Should you get a Covid booster?

About 40,000 Americans died of Covid this summer. That toll means that Covid is continuing to kill many more people each day than vehicle crashes, gun violence, the flu or many other health threats.

The situation is especially tragic because most of these Covid deaths could have been prevented; if only more Americans had received vaccine shots, including booster shots for older people and others with vulnerable health, notes a recent article in the New York Times.

Covid is killing almost nobody under 50 and is hospitalizing very few people. The death and hospitalization rates also remain low among older people who are boosted. And in all of these groups, severe Covid illness is concentrated among people who have significant underlying medical problems.

The main reason so many Americans are still dying from Covid is that vaccination and booster rates are not higher. Only about half of adults have received a booster shot, according to the Kaiser Family Foundation’s most recent poll. More than 20 percent have not received any vaccine shot.

DO BOOSTERS MATTER?
Yes, they do. The biggest benefit is a reduction in severe illness among vulnerable people. For that reason, anybody over 50 who has not yet received a booster shot in 2022 should consider getting one as soon as possible.

The most effective way to reduce Covid deaths, however, does not involve boosters. It involves persuading more unvaccinated Americans to get their first shot. Their risks are far higher than the risks facing the unboosted. Unfortunately, public health officials acknowledge that they don’t know how to increase that number very much. About four-fifths of the unvaccinated – a group that is disproportionately Republican – say they will “definitely not” get a shot, according to Kaiser.

DO YOUNGER PEOPLE NEED ONE?
Covid remains so deadly largely because millions of Americans have decided they would rather accept its risks than receive a vaccine shot.

Whether to get a booster shot is a closer call for healthy people under 50, many experts believe. Rates of severe Covid are already so low among this group that booster shots don’t seem to have a huge health benefit. But perhaps most important, a younger person could infect an older person for whom Covid might be more severe.

“You’re doing it for your family and your friends,” Dr. Ashish Jha, the White House’s Covid coordinator, told The Washington Post. The Biden administration has recently changed its guidance to recommend that all eligible people 12 and above receive a booster shot with one of the updated vaccines. Jha recently said he expected a Covid shot to become an annual ritual, like a flu shot.

WHAT ABOUT NEW BOOSTERS?
Pfizer and Moderna began offering bivalent booster shots in September, designed to combat Omicron subvariants of the Covid virus. Tests in animals have suggested that the shots will do a better job preventing infections than earlier vaccine shots.
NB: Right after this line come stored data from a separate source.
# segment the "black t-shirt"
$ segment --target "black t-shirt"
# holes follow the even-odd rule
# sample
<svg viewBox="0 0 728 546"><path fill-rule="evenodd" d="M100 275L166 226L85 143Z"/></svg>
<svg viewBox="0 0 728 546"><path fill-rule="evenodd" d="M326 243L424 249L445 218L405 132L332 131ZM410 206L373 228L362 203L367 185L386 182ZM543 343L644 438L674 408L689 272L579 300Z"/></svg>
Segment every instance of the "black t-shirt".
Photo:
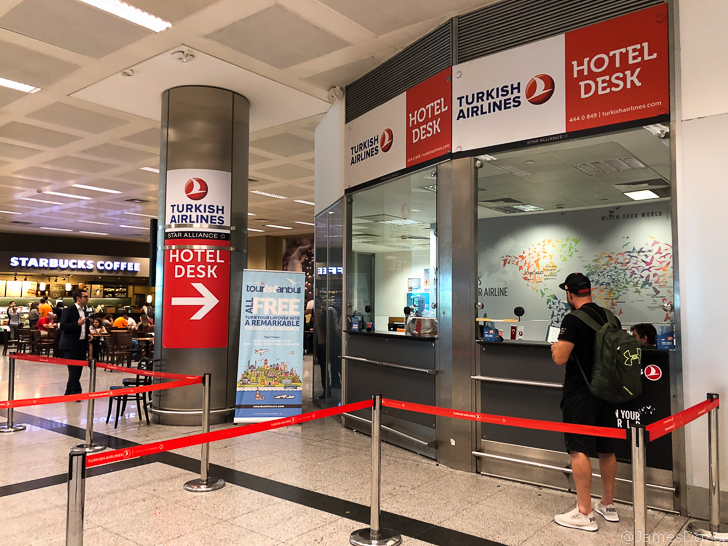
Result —
<svg viewBox="0 0 728 546"><path fill-rule="evenodd" d="M599 324L607 322L606 312L596 303L584 304L579 309L587 313ZM622 327L619 319L617 319L617 324L619 324L620 328ZM566 315L561 322L559 340L570 341L574 344L574 350L571 352L571 357L566 363L564 396L577 392L589 392L589 387L587 387L584 376L581 375L581 370L579 370L579 365L574 360L574 357L579 359L579 364L581 364L584 373L588 379L591 379L592 368L594 367L595 337L596 332L571 313Z"/></svg>

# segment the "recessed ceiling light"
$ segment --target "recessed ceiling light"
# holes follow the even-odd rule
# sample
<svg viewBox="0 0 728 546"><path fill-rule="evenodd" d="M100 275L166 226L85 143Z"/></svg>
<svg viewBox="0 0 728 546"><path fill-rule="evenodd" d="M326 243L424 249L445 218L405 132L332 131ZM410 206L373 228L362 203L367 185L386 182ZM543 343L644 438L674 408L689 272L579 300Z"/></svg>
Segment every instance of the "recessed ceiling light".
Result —
<svg viewBox="0 0 728 546"><path fill-rule="evenodd" d="M156 218L156 215L142 214L141 212L125 212L124 214L131 214L132 216L144 216L146 218Z"/></svg>
<svg viewBox="0 0 728 546"><path fill-rule="evenodd" d="M172 23L169 21L160 19L134 6L130 6L121 0L81 0L81 2L110 13L111 15L126 19L140 27L153 30L154 32L162 32L164 29L172 26Z"/></svg>
<svg viewBox="0 0 728 546"><path fill-rule="evenodd" d="M301 203L302 205L311 205L312 207L316 205L316 203L312 203L311 201L304 201L303 199L294 199L294 203Z"/></svg>
<svg viewBox="0 0 728 546"><path fill-rule="evenodd" d="M79 233L86 233L88 235L108 235L108 233L100 233L98 231L79 231Z"/></svg>
<svg viewBox="0 0 728 546"><path fill-rule="evenodd" d="M22 91L23 93L37 93L40 91L40 87L33 87L26 83L20 83L6 78L0 78L0 85L7 87L8 89L15 89L16 91Z"/></svg>
<svg viewBox="0 0 728 546"><path fill-rule="evenodd" d="M297 224L301 224L304 226L315 226L316 224L312 224L311 222L296 222Z"/></svg>
<svg viewBox="0 0 728 546"><path fill-rule="evenodd" d="M154 167L139 167L139 170L159 174L159 169L155 169Z"/></svg>
<svg viewBox="0 0 728 546"><path fill-rule="evenodd" d="M61 191L47 191L44 192L46 195L57 195L58 197L70 197L71 199L83 199L85 201L90 201L90 197L86 197L84 195L71 195L70 193L63 193Z"/></svg>
<svg viewBox="0 0 728 546"><path fill-rule="evenodd" d="M265 233L265 231L262 230L262 229L255 229L255 228L252 228L252 227L249 227L248 228L248 231L259 231L260 233Z"/></svg>
<svg viewBox="0 0 728 546"><path fill-rule="evenodd" d="M253 213L253 212L249 212L249 213L248 213L248 216L255 216L255 213Z"/></svg>
<svg viewBox="0 0 728 546"><path fill-rule="evenodd" d="M107 188L99 188L97 186L87 186L86 184L71 184L74 188L79 188L82 190L91 190L91 191L102 191L104 193L121 193L118 190L109 190ZM48 192L46 192L48 193Z"/></svg>
<svg viewBox="0 0 728 546"><path fill-rule="evenodd" d="M644 201L645 199L657 199L660 197L655 192L650 190L640 190L640 191L630 191L625 193L627 197L630 199L634 199L635 201Z"/></svg>
<svg viewBox="0 0 728 546"><path fill-rule="evenodd" d="M497 158L493 157L492 155L483 154L479 155L477 159L482 159L483 161L495 161Z"/></svg>
<svg viewBox="0 0 728 546"><path fill-rule="evenodd" d="M146 226L125 226L124 224L121 224L119 227L123 227L126 229L147 229Z"/></svg>
<svg viewBox="0 0 728 546"><path fill-rule="evenodd" d="M41 226L40 229L50 229L51 231L73 231L72 229L65 229L65 228L59 228L59 227L45 227L45 226Z"/></svg>
<svg viewBox="0 0 728 546"><path fill-rule="evenodd" d="M94 222L93 220L79 220L79 222L83 222L84 224L96 224L97 226L110 226L111 224L107 224L106 222Z"/></svg>
<svg viewBox="0 0 728 546"><path fill-rule="evenodd" d="M139 199L138 197L133 197L131 199L124 199L124 201L126 201L127 203L137 203L137 204L149 203L149 201L147 199Z"/></svg>
<svg viewBox="0 0 728 546"><path fill-rule="evenodd" d="M21 214L20 212L13 212L11 210L0 210L2 214Z"/></svg>
<svg viewBox="0 0 728 546"><path fill-rule="evenodd" d="M288 197L284 197L282 195L278 195L277 193L268 193L268 192L258 191L258 190L250 190L250 193L256 193L258 195L264 195L265 197L272 197L273 199L288 199Z"/></svg>
<svg viewBox="0 0 728 546"><path fill-rule="evenodd" d="M48 203L49 205L62 205L58 201L47 201L46 199L35 199L34 197L21 197L21 201L33 201L35 203Z"/></svg>
<svg viewBox="0 0 728 546"><path fill-rule="evenodd" d="M272 227L272 228L278 228L278 229L293 229L292 227L277 226L275 224L265 224L265 227Z"/></svg>

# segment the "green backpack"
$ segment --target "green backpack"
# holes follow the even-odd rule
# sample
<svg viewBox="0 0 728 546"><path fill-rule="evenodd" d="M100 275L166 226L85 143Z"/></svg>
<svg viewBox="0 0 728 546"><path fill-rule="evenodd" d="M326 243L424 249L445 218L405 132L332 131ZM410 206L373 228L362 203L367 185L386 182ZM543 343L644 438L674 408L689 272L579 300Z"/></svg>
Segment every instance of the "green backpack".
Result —
<svg viewBox="0 0 728 546"><path fill-rule="evenodd" d="M585 311L577 309L571 312L596 333L591 381L587 379L576 355L574 360L594 396L621 404L642 394L642 348L639 341L619 327L611 311L604 311L607 322L603 325Z"/></svg>

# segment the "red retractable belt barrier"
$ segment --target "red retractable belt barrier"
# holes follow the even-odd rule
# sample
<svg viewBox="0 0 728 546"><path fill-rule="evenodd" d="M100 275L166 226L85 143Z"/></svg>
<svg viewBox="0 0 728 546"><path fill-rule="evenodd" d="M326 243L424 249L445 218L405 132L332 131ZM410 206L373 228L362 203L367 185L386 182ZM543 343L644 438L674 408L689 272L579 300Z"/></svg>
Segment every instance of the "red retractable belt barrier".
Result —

So far, the real-world evidence is unclear. The situation will become clearer once the CDC releases more data in coming weeks. The new boosters, like the earlier versions, are likely to be extremely effective at preventing severe illness, scientists say. For people who are more vulnerable to severe Covid, either because of age or a health condition, the best advice has not changed: Stay up-to-date on your Covid boosters.